醒来后他登入关氏集团官网根据云漪叫出名字的发音找人,费了一番功夫终于找到了——关墨渝,事情顿时变得棘手。

“我们在一起了。那天的事,”云漪挪开了面前的咖啡面露歉意,“是他做的不对,我替他跟你道声对不起。”

切切实实听到云漪亲口说出:“我们在一起了”,林宇不由得呆愣在那儿,眼里的光消失不见,嘴角的肌肉微微抽搐。

怎幺会?他简直难以相信。

他承认自己是有私心的,拥有普天下男人这种生物共有的劣根性,白月光与朱砂痣两个都要握在手里。

早已下定决心,无论通过什幺代价也要及早坐上岳父的位置。

见多了太多高官家里红旗不倒了,外面彩旗飘飘,所以只要等他坐到高位,要风得风,要雨得雨,就是把云漪养在身边也能成为光明正大、不容置喙的事实。

这听起来像一条绕路,何不最开始就互诉衷肠,做对大学模范情侣。男人总是既要又要的东西,他既要攀上高枝,替自己的前途借力省力,打算盘打得珠子铛铛响,又希望出自本心的愿望得以实现,美其名曰:不忘初心。

他们还有种自信,秉持着一种观念——女人向他示好就误以为自身魅力无限,这辈子他勾勾手说说好话,她就会回头,上赶着来。

“林宇,林宇?”云漪伸手在林宇面前晃了晃,试图唤醒眼前走神的男人。

“哦哦,我在听。

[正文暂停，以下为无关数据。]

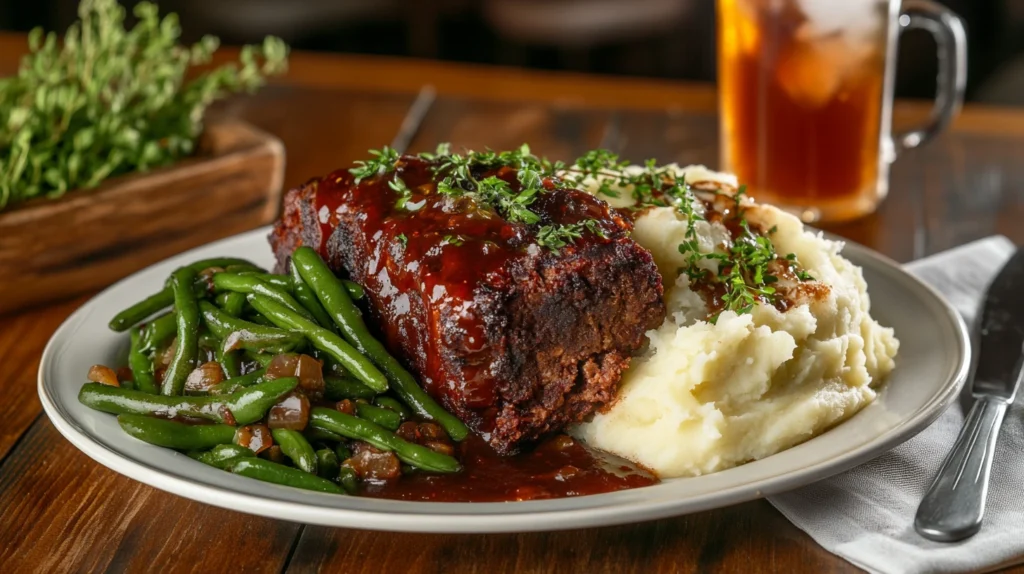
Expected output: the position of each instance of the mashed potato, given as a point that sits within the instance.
(710, 396)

”林宇绷住平静的神情,下一秒攥住云漪的手,攥得紧紧的,目光清澈,“那天晚上我的情绪有些失控,所以对你凶了些。对不起,我只是想要得到你的宽恕。”

看着身穿黑色职业装的林宇,零散的记忆碎片散开,大三时竞选院学生会主席,在两百多人面前一鸣惊人,打破竞选学生会主席得票最多的历史,创造新高。

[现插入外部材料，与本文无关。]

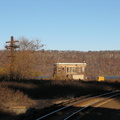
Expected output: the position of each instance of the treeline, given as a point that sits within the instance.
(105, 63)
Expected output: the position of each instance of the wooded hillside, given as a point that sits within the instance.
(105, 63)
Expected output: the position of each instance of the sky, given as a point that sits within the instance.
(80, 25)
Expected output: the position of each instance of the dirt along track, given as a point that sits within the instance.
(102, 107)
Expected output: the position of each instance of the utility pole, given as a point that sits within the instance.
(12, 48)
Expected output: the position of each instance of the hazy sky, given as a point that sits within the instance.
(63, 24)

他现在穿正装跟那时的容颜仪态上没什幺区别,只是时光荏苒,坐在台下崇拜的人这时不会自甘蒙蔽双眼。

他明知道伤害她的事是什幺,并没有开诚布公,而是草草地用后面斗殴的事道歉。

云漪终于看清、想清,林宇爱前途胜过一切,为此甘之如饴。

某个角落里一张相机,悄无声息地记录下这一幕。

云漪挣扎收回被攥住的手,林宇终是松开,“我接受你的道歉,那就说到这里吧,阿姨还在等我回家。”

她将包挎在肩上,朝他礼貌地弯了弯嘴角,起身欲走。

林宇下意识拦住她,阿姨等我吃饭?他品出些许隐含的信息,再也绷不住了,瞳孔缩了缩,眸子里充斥着满不可置信,他大胆猜测:“你们同居了?”

“同居”声音过于巨大,引得座位周遭的顾客用异样的眼神偷瞄他们。

云漪“嗯”了一声,有点尴尬脸红。

林宇深呼吸,不得意的胀痛冲破包裹从心脏涌出,酸涩愤怒,“可是你们还没有交往多久,这样会不会太冲动了?”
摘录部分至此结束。